Staff reader Nick Bertelson talks to Matthew Olzmann about his poem “Commencement Speech, Delivered at the Buncombe County Institute for Elevator Inspectors” (42.2), touching on obsession, defamiliarization, and how you have to “work with what you’ve got.”
Nick Bertelson: When I came across your poem, I instantly thought of the tragic condominium collapse in Surfside, Florida—how it is the job of inspectors like those referenced in your piece to keep the residents of that building safe. These jobs are often overlooked, taken for granted, and tragically ignored. As you put it, “Your vocation is difficult and unglamorous.” Was it initially these “blue-collar” types that propelled this piece, or is it the idea of ascension and the “haze across the firmament” that drives the poem?
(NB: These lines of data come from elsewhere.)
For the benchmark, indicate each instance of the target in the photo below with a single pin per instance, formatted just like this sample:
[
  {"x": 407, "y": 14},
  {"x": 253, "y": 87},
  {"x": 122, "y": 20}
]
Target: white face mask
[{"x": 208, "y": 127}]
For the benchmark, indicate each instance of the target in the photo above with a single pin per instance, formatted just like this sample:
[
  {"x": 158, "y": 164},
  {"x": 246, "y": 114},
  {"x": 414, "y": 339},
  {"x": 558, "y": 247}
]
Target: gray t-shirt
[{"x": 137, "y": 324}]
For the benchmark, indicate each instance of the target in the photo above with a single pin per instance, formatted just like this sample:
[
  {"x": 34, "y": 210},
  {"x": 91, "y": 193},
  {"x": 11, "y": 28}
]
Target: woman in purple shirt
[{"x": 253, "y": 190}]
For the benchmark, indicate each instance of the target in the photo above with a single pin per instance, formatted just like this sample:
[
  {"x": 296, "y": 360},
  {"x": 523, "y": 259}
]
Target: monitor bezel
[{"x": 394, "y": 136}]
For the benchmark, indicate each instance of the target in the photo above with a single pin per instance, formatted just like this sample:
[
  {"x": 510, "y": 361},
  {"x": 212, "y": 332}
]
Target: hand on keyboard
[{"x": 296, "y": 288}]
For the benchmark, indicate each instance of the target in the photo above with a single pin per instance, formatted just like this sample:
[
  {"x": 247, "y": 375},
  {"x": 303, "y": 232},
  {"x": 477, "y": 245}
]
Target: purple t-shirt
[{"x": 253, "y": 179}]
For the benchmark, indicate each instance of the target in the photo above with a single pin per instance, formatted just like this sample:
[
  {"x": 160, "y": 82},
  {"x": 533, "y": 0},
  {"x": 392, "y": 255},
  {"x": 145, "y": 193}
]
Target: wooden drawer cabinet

Matthew Olzmann: I wrote this a couple of years ago and wasn’t considering any type of inspector other than elevator inspectors. And while I’m acutely aware of how that type of job can be overlooked, and how the work is always unseen, I wasn’t really thinking about the consequences of an elevator inspector being ignored or failing at their job. It’s actually quite the opposite. I was operating under the assumption that they essentially perform at a near-perfect level all the time. I read somewhere that in the US elevators are considered the “safest form of transportation”; they transport something like 100 billion passengers several billion miles per year. And based on the near-zero fatality rate, they’re safer than planes, cars, trains, or even walking. Can’t remember where I read that. It was probably on the Internet, but my understanding is that everything on the Internet is always 100 percent true, so I’m running with it. Whatever the numbers are, that level of efficiency is astonishing. And there was part of me that wanted to celebrate that miraculous, invisible work. As for what propelled the poem into existence? Like many of my poems, this one didn’t begin with a destination in mind. I was initially working with a type of voice and trying to develop that voice while working with the constraint of speaking to a “collective” audience. The poem began to take shape when the possibility of an overarching, figurative exploration came into view.
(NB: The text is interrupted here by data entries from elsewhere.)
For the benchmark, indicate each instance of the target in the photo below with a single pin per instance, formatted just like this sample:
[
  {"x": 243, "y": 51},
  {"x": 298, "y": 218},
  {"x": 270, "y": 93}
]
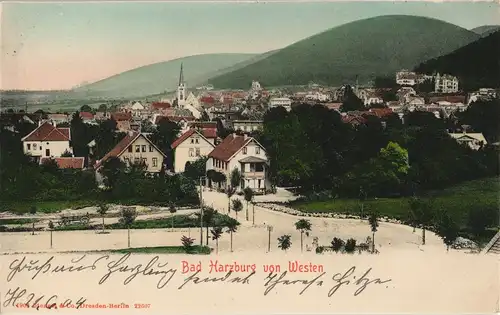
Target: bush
[
  {"x": 337, "y": 244},
  {"x": 350, "y": 246}
]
NB: I love that this poem is primarily voice-driven. Your previous books incorporate imagery and ideas ranging from Mountain Dew commercials to antiquated physics to “Dead Beetles Stuffed with Cocaine” (the actual title of a poem). Do you assemble these longer collections based on voice or is there a theme that may not be at first evident?
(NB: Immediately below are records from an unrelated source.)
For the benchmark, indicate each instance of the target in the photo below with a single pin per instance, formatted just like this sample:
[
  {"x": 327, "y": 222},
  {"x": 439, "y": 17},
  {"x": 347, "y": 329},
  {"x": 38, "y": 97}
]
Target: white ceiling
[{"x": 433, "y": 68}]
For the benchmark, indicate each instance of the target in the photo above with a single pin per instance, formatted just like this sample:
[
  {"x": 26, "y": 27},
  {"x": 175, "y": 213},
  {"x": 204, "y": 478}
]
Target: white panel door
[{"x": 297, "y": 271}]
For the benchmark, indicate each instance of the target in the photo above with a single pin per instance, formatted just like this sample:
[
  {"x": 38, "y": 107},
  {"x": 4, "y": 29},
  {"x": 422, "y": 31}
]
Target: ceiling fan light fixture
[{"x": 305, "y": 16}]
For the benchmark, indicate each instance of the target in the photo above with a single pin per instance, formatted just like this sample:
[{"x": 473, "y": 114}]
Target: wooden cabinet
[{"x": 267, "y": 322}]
MO: Usually, I write poems one at a time, individually, without thinking much about how they connect or speak to one another. I think of the Poem as its own, self-contained art form. Until I’m actually working on a book, I tend to value the poem over the book. Because of that, the challenge in putting my first two books together was the thing you’re noticing: the subject matter is quite disparate. I very much think of those books as “collections” of poems, rather than singular projects orbiting any particular predetermined narrative, idea, or event. Putting a book like that together brings up all sorts of questions. How do these things fit together? What kind of order makes sense? Since anything could be included, what actually should be included? Sometimes, what might bind the material is, in fact, “voice.” Other times, it might be a few parallel, thematic currents. But after sitting with a pile of my poems for long enough, I actually start to see them having more in common with one another than I originally believed. Obsessions quickly make themselves known, and while the poems’ exteriors might appear dissimilar, they’re often are asking similar questions over and over beneath those surfaces.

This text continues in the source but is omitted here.